おはようございます、チェ・ブンブンです。

国立映画アーカイブの特集「日本の女性映画人(2)――1970-1980年代」でずっと観たかった『ねむの木の詩がきこえる』が上映されるということなので足を運んでみた。最近、ニコラ・フィリベールのドキュメンタリーを観ていたので同じようなテイストかと思っていたら、異様な空気が流れる代物であった。

『ねむの木の詩がきこえる』概要

歌手や女優としての活躍を経て、肢体不自由児などの養護施設「ねむの木学園」を設立した宮城まり子が監督したドキュメンタリーの2作目。
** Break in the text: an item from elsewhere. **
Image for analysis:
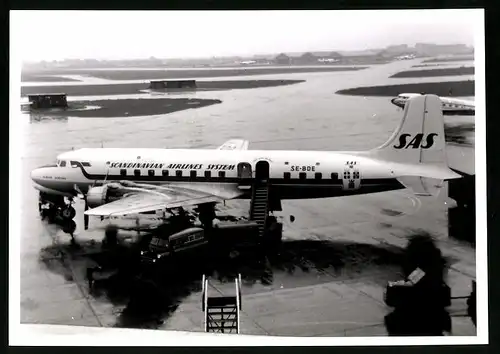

自閉症を持つ少年の成長を主軸に学園の日常を見つめ、ソフトフォーカスを基調に詩情豊かな映像詩として表現している。

※国立映画アーカイブより引用

溢れんばかりの愛情

砂丘の中、女性が去っていくと、ソフトフォーカスによる回想のような空間の中「ねむの木学園」の一年を捉えていく。『窓ぎわのトットちゃん』に出てきた電車型の校舎みたいなのがある。先生たちは、障がいを抱えた子どもたちにありったけの愛情を注ぐ。それがもはや狂気のように思えてくる。脳裏に焼きつくコロッケの詩。犬になりきり過剰なスキンシップを取る。挙げ句の果てには舌を言葉が話せない子どもの口に入れ始める。今の時代じゃコンプライアンス的にアウトな程、異常な間合いでスキンシップを撮ってくるのだが、そうでもしないと子どもたちが幸せにならないという強い意志を感じさせられる。それゆえに宗教映画を観ているかのような異質さが本作にはあった。